Stresin hayatımızda ve iş ortamımızda yarattığı olumsuz etkiyi ortadan kaldırmak için örgütsel stres yönetiminin önemi ve stresi önlemede kullanılabilecek teknikler bu çalışmada işlenmiş olup, çalışmanın örgütlere yaşadıkları stresi azaltmada yol gösterici olacağı düşünülmektedir. Bunların yanında da bu çalışmamız ile Sosyolojinin endüstri ve örgüt alanında ne kadar önemli bir yere sahip olduğunu bir kez daha anlamış bulunmaktayız.

Teşekkür; Fabrika sahibi Kaan KARACE, Bölge Müdürü Uğur ÇAĞLAYAN ve Nimet ÇELİK olmak üzere Mavi Safir Ailesine yapmış olduğum araştırmalarda, Lisans bitirme tezimde, bir yıllık araştırma ve anket sürecinde desteklerini, ilgilerini esirgemeyip, sabırla yanımda oldukları için teşekkürlerimi sunuyorum.

Musa Emre ERBİ Kimdir?
1997 yılında Antalya’nın Döşemealtı ilçesinde dünyaya gelmiştir. 2015 yılında Liseden mezun olduktan sonra 2016 yılında Afyon Kocatepe Üniversitesi'  nde Sosyoloji bölümünü kazanmıştır.

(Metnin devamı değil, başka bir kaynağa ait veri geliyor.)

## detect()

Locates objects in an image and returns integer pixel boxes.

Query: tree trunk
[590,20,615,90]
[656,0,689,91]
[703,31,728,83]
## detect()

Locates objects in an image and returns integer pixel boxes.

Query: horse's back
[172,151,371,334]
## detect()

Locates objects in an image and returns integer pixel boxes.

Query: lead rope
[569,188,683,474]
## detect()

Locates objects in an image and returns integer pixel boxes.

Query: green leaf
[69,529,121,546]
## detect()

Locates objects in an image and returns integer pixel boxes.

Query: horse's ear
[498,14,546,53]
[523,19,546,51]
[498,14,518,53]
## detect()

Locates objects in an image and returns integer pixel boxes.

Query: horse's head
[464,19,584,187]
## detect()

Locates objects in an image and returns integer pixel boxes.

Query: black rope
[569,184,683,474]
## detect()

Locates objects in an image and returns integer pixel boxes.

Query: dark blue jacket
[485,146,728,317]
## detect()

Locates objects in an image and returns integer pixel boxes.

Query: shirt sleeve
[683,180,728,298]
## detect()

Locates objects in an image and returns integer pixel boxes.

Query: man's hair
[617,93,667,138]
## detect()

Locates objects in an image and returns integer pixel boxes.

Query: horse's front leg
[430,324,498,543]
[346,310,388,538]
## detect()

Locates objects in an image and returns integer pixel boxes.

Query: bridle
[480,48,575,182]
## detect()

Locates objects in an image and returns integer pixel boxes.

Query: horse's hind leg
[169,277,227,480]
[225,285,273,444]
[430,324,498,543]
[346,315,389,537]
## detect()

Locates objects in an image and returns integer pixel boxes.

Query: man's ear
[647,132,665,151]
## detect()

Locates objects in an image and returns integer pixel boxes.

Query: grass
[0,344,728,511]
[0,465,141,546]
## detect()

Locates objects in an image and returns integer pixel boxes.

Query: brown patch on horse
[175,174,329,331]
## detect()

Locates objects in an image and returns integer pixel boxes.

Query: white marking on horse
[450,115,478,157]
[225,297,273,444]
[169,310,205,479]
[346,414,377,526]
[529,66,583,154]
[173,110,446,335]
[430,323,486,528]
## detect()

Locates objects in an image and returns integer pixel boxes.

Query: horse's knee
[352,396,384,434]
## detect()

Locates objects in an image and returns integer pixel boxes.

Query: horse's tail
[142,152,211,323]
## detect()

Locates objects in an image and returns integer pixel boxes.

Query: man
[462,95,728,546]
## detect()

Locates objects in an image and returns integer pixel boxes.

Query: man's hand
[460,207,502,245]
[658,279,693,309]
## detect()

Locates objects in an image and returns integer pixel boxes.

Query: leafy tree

Aile, Çalışma ve Sosyal Hizmetler Bakanlığı Sosyoloji, Psikoloji, Tıp Fakultesi gibi bölümlerden mezun olanlara Aile Danışmanı olma fırsatı verildiği için  2017 yılında Adana Bilim ve Teknoloji Üniversitesi' nde 480 saatlik Aile Danışmanlığı eğitimi alarak süpervizyon eşliğinde aile, evlilik, ilişki, çocuklar üzerine terapiler gerçekleştirmektedir. Sosyolojik bir olgu olan Evlilik, Aile, Aldatma ve Aldatılma, İntihar gibi alanlar üzerine yoğunlaşmıştır. Bunların yanında Antalya Kariyer Polikliniği' nde Cinsel Terapi, Boşanma, Boşanma Öncesi Danışmanlık, Kıskançlık, Yas, Sosyal fobi ve Sosyolojik Danışmanlık, Aile çatışmaları, Çift ve Evlilik Terapisi, Ögrenci Koçluğu, Stres Kaynakları alanlari ile  kendini geliştirip seanslara girmektedir. Ayni zamanda Afyon Kocatepe Üniversitesi' nde Pedagojik Formasyon eğitimi alarak Eğitimci ve Felsefe Grubu Öğretmenliği unvanını kazanmıştır. Bunların yanında çeşitli haber sitelerinde köşe yazıları bulunmaktadır.